Congrats on the catch!


----------



## scrambler (May 28, 2004)

Hard to tell from the pics. It looks like a spinner but the state record is 7 1/2 feet long so it is not likely a spinner if it was 10-11 feet long.


----------



## Public Enemy (Jul 6, 2005)

Dang nice Shark


----------



## dryespo (Aug 26, 2005)

My guess is a lemon shark..But hard to say from pics. Pretty common fish.

http://www.oceanlight.com/html/lemon_shark.html


----------



## Sponge (Jun 22, 2004)

I'm very sure it's not a lemon.



dryespo said:


> My guess is a lemon shark..But hard to say from pics. Pretty common fish.
> 
> http://www.oceanlight.com/html/lemon_shark.html


----------



## BeachBumCSF (Nov 22, 2005)

dryespo said:


> My guess is a lemon shark..But hard to say from pics. Pretty common fish.
> 
> http://www.oceanlight.com/html/lemon_shark.html


I disagree....doesn't have that particular markings on the fins. Can't see the second dorsal to seal the deal on it. I am 99.99% sure it is not a lemon.


----------



## Redfishr (Jul 26, 2004)

spinner................but not that long,,,,,,,,,,,,,,,,,IMO


----------



## BeachBumCSF (Nov 22, 2005)

Redfishr said:


> spinner................but not that long,,,,,,,,,,,,,,,,,IMO


 I wasn't their and it seems like a nice fish. However, I think the excitement factor played a role in the length.


----------



## mastercylinder60 (Dec 18, 2005)

and, because of refraction, everything looks closer and bigger underwater when looking down into it from a boat.


----------



## Troutfisch (Jun 19, 2005)

After further review I must agree with BeachBumCSF and Redfishr - it is indeed a spinner shark. The anal fin (shown in the first picture I took - although is hard to make out) has a black marking on it, which is absent among blacktips (see below picture - top shark is a spinner, bottom shark is a blacktip). Also the long pointed snout is another indicator according to the Florida Museum of Natural History Ictheology Department (which btw is a great site for fish identification).

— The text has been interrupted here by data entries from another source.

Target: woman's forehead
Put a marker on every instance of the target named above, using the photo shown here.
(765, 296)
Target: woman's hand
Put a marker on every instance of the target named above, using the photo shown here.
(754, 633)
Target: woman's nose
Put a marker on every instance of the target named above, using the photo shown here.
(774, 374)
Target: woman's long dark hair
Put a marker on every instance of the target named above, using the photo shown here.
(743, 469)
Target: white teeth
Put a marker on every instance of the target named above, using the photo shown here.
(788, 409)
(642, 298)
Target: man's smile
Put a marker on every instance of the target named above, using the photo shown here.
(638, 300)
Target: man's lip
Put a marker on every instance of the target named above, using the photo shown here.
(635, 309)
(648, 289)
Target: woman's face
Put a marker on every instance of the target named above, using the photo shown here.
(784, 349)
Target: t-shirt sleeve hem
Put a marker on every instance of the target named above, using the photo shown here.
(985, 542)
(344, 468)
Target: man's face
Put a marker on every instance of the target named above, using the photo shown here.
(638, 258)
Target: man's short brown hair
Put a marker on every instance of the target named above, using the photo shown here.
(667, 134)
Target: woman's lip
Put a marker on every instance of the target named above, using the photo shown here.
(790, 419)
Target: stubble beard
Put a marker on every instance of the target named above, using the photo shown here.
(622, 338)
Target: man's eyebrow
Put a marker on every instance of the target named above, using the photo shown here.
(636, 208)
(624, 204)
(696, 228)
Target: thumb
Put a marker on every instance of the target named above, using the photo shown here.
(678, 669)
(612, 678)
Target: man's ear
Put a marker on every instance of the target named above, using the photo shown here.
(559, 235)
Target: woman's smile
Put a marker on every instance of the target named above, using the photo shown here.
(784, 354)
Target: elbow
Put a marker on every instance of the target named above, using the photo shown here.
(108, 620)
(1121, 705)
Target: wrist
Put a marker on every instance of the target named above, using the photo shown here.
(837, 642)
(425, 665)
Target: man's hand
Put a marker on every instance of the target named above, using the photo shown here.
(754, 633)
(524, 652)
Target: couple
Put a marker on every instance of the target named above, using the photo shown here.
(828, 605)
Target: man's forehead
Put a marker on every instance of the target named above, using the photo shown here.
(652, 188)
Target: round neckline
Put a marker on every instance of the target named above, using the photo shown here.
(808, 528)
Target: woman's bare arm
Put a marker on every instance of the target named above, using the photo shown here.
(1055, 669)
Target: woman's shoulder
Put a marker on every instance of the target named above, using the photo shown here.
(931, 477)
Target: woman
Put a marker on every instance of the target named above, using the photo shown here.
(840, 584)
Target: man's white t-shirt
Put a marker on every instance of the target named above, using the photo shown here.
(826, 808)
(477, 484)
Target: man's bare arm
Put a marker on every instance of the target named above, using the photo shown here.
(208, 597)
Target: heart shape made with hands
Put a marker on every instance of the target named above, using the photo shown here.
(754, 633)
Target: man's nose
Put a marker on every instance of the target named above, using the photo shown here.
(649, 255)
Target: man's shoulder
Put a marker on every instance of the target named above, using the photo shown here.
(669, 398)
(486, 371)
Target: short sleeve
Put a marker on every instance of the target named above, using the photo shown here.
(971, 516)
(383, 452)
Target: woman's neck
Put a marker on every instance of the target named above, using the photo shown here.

As far as the size of the shark goes I'll admit I was excited when we got him to the boat but this shark was not 7 feet long or less. It had to be at least 8 - 9 feet long for sure. Check out this quote from the website of the Florida Museum of Natural History Ictheology Department on Spinner Shark growth rates:


> Spinner sharks reach a maximum total length of 9.8 feet (3 m) and a maximum weight of 198 pounds (89.7 kg). However, the average size of these sharks is about 6.4 feet (1.95 m) and 123 pounds (56 kg). Female spinner sharks mature at 5.6-6.6 feet (1.7-2.0 m) TL and males mature at 5.2-6.7 feet (1.6-2.0 m) TL. Upon reaching maturity, the spinner shark grows approximately 2 inches/yr (5 cm/yr), reaching maximum size at 10-20 years of age. This species is generally smallest in the northwestern Atlantic and largest in the Indian Ocean and Indo-West Pacific.


Either way I could really care less how big the shark was - it was just amazing to watch my buddy fight it all the way to the boat and to release him back into the deep.

Thanks for all the help everyone.


----------



## S.O.B.(Salt On the Brain) (Jan 8, 2006)

*Not a silky*

I saw a LOT of silkys in the Caribbean, They have a short rounded dorsal, and VERY long pectorals, and are very slender, much like a blue shark. A little fatter, and a darker gray-blue than a blue shark. It might be a dusky, but I'm not as confident on my dusky I.D.

I have a pic of what may well be the same kind of shark. About 7 feet long, heavy like a bull shark, but the second dorsal is too small, and the snout just a little too pointy.

Lance.


----------



## Redfishr (Jul 26, 2004)

It was defianatly a great catch...............and a bigun


----------



## bk005 (Feb 23, 2005)

Great catch and some awesome C&R pics.


----------



## marsea (Dec 20, 2005)

That's a spinner for certain. I can see a black tip on that anal fin and black tips on both dorsals and a Z-line in that middle picture.
Eric S


----------



## Freshwaterman (May 21, 2004)

Definately a Spinner..


----------



## kunder3006 (Aug 12, 2005)

nice catch


----------



## POWER FISHER (Mar 13, 2006)

my gess would be a smooth dogfish


----------



## Knight Sharker (Aug 22, 2006)

Is There Any Chance Thats A White Tip That Far Out?


----------